Thursday, July 4, 2013

A Library Look..unique architecture

While privately lamenting the lack of funds to redecorate my school libraries - some non-institutional paint colour, a reading area, etc.-I let my mind wander and imagine how I could re-carpet  repaint, build new shelves, move network drops to rearrange the computers, do something/anything with those hideous ceiling tiles and on, and on...   Then I started picturing how to make the library building itself something that would stand out.  Not being an architect, I wondered what others had done.

Check out these custom libraries..would you like to have one of these spaces near you?



1) Biblioteca Sandro Penna, Italy


Photo credit: Perugia-City.com

While this first reminded me of a tube from a hamster habitat, I like the uniqueness.

2. Stuttgart City Library

Photo credit: Axel Brunst Photography
Putting The Focus On Books:  The Stuttgart City Library looks like an Apple store designed by M.C. Escher. On the outside, it's a perfect cube whose walls align exactly with the four compass points. On the inside, it's pure white with sharp angles and a soaring five-story atrium surrounded by Escher-esque stairs and rectangular furniture. Since opening in 2011, the ultra-modern library—designed by Korean architect Eun Young Yi—has been praised as one of the world's most gorgeous libraries and disparaged for its harshness and sterility. The design lacks the coziness that some people look for in a library but the stark whiteness of the environment itself puts all the focus on the colorful books lining the shelves... and there's no denying it's beautiful.

3. Vasconcelos Library

Entering The Matrix:Mexico City's 409,000-square-foot Vasconcelos Library is known as the Megabiblioteca (megalibrary), making it sound as much like Godzilla's arch nemesis as a haven for bibliophiles.
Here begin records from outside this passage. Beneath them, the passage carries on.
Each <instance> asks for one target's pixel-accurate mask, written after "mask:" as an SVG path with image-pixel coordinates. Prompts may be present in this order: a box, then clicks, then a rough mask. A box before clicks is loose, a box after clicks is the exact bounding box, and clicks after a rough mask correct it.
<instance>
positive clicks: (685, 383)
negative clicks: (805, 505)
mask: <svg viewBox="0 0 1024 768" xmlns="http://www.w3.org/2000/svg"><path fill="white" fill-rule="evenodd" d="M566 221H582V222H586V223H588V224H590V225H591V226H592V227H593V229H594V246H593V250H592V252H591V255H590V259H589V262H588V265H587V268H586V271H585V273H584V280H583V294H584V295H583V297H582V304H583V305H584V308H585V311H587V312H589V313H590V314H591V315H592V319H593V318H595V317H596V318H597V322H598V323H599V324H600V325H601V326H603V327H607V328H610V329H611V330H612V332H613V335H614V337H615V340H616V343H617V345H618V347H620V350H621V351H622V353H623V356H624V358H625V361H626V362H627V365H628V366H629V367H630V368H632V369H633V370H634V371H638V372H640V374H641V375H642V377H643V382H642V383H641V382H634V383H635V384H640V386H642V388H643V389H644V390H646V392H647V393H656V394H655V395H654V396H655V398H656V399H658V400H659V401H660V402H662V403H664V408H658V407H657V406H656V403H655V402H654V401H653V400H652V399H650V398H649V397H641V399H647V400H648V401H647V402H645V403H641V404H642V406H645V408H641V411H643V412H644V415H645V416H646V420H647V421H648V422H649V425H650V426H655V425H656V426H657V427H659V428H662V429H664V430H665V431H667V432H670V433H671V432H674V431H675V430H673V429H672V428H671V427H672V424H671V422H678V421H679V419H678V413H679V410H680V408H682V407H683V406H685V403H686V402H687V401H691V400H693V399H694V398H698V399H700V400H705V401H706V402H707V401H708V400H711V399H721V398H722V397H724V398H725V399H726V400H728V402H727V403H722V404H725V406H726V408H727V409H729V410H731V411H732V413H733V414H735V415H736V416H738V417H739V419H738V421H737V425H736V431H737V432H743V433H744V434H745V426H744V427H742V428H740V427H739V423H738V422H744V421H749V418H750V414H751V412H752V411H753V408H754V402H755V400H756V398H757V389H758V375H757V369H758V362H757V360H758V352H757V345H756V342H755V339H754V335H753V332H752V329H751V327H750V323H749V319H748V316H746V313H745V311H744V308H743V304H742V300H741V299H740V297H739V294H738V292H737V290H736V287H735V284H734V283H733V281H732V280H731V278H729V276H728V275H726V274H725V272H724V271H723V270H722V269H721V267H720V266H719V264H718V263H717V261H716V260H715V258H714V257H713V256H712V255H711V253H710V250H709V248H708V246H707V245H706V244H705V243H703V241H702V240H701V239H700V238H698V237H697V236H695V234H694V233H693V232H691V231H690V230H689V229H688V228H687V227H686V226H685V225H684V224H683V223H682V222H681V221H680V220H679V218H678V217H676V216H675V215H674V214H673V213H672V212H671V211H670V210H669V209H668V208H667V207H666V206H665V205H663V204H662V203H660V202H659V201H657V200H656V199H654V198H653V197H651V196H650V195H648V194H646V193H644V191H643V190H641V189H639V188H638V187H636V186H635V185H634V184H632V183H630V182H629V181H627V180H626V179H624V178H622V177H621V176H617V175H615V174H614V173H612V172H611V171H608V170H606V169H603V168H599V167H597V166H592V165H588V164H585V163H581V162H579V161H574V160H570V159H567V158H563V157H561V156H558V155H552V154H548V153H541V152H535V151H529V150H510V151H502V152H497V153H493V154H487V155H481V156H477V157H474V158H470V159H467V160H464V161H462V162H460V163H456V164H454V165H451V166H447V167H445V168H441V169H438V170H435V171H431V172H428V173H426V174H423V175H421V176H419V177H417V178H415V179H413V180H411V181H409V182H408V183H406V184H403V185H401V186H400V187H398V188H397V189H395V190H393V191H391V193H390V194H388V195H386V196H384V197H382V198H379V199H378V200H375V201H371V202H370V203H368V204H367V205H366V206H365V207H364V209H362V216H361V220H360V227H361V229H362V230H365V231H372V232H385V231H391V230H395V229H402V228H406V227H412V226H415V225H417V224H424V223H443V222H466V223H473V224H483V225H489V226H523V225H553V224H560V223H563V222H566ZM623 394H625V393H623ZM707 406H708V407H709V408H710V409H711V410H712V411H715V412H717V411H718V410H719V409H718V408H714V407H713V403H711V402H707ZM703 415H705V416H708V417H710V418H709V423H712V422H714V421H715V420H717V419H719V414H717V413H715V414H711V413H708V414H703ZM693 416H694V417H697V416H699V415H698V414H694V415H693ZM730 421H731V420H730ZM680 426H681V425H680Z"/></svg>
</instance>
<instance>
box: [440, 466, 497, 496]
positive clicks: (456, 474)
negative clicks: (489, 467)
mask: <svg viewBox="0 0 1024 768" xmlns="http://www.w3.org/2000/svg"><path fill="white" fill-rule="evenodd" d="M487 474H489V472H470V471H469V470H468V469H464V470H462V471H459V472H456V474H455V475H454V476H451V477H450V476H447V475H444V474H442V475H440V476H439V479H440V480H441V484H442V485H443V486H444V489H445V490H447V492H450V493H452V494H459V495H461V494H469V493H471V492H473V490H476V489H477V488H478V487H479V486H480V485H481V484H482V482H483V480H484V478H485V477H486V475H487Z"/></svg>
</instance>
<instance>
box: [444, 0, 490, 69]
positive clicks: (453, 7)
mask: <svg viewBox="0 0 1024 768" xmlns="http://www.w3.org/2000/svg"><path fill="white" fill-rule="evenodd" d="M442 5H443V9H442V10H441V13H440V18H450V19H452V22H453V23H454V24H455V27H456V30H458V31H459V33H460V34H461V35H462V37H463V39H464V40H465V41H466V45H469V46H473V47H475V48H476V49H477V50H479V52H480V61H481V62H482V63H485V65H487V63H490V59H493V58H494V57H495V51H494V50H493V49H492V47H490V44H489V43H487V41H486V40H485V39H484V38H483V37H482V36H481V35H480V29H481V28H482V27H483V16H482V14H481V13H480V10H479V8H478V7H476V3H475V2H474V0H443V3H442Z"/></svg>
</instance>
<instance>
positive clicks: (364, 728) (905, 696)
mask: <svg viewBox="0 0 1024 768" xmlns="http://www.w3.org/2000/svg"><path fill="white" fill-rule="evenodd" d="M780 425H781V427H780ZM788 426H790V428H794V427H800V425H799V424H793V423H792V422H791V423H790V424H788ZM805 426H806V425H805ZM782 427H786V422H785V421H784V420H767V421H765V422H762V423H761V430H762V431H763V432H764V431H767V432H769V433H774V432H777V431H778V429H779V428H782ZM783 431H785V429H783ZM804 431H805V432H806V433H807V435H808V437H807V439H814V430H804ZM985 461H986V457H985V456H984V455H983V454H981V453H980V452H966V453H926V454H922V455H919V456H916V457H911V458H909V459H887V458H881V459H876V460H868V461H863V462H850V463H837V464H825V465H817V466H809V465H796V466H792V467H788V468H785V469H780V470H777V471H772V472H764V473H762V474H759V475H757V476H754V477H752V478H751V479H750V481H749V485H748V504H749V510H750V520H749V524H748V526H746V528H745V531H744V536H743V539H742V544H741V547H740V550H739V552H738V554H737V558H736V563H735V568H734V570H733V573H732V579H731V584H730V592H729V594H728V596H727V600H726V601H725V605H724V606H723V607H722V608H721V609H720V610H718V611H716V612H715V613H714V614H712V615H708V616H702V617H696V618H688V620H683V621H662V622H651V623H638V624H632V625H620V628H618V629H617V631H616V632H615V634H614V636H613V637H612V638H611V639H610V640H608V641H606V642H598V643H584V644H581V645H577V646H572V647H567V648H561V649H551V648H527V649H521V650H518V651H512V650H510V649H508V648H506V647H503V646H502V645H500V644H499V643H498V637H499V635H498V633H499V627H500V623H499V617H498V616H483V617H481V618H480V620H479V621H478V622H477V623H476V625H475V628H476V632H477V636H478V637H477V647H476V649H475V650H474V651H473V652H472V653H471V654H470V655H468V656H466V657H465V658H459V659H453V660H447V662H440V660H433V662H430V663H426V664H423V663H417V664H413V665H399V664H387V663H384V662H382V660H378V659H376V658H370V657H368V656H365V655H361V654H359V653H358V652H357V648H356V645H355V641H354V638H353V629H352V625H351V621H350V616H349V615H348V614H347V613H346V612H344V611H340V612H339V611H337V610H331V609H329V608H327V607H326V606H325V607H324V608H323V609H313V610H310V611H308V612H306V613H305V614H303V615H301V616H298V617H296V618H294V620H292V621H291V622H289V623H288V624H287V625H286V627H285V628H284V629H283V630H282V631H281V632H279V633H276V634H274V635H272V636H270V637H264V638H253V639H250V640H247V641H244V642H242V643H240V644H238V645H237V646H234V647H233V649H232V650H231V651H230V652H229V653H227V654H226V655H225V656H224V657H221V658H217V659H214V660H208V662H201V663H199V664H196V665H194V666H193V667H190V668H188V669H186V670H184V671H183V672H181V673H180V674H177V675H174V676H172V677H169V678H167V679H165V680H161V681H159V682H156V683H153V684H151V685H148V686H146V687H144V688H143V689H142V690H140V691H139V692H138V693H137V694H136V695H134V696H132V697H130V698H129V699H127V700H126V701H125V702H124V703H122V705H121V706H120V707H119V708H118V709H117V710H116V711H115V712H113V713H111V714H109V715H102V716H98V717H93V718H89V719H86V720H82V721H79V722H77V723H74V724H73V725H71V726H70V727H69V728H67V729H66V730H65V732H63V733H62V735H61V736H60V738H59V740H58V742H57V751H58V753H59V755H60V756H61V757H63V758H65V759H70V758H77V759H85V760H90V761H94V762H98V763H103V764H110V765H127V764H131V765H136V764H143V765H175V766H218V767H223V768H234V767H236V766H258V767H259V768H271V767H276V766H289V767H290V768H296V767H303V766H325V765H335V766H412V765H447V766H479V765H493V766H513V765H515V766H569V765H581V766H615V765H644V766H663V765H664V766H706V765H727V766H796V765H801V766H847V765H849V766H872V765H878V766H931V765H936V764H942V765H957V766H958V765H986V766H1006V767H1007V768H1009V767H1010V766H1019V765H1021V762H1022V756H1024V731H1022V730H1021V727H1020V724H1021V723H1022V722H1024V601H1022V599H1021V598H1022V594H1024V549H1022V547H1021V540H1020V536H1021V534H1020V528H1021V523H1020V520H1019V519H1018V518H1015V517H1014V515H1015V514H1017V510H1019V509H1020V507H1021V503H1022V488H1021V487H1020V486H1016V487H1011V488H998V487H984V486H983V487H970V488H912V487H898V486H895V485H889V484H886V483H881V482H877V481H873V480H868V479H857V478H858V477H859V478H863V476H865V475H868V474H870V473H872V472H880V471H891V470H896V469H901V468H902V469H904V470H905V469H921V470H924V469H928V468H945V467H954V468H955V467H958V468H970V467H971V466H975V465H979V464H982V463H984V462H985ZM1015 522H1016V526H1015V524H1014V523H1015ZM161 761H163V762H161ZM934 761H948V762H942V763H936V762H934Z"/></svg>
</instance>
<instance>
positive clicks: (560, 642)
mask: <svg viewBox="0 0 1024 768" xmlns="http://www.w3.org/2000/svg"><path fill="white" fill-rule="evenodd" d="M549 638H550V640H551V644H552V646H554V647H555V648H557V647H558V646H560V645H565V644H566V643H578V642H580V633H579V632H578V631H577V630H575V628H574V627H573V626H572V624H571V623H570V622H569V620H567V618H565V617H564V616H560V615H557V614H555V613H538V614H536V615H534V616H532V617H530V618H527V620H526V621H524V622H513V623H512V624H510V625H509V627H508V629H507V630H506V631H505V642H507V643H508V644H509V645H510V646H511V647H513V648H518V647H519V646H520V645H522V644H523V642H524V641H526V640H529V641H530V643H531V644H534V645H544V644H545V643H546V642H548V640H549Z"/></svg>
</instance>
Alberto Kalach, who designed the building after winning Mexico's first international architecture competition in more than a century, created a space that appears to have been taken straight out of a Matrix-inspired dream—with books on crystal shelves that seem to be suspended in mid-air, huge industrial steel fittings, and five grid-like levels with turquoise tinted glass floors. The 500,000 volumes overlook an open courtyard featuring enormous striped whale bones floating from the ceiling. Of course. The whole shebang is surrounded by a massive botanical garden.

4. Plans for the national library of the Czech Republic

(image via: Treehugger)
The new national library of the Czech Republic is still in its initial design stages but from the look of the plans, it’s anything but bookish. Materials to be used include unpolished white marble, mirror-finished stainless steel and an abundance of new greenery. A three dimensional construct for the third millennium, the library will have a working capacity of 10 million volumes when completed.
(image via: Treehugger)
Set on the edge of the huge Letna Park in Prague, the library is said to be democratic architecture in a democratic state, as Czechs express long-suppressed desires for freedom of thought that are uniquely suited to the concept of a library.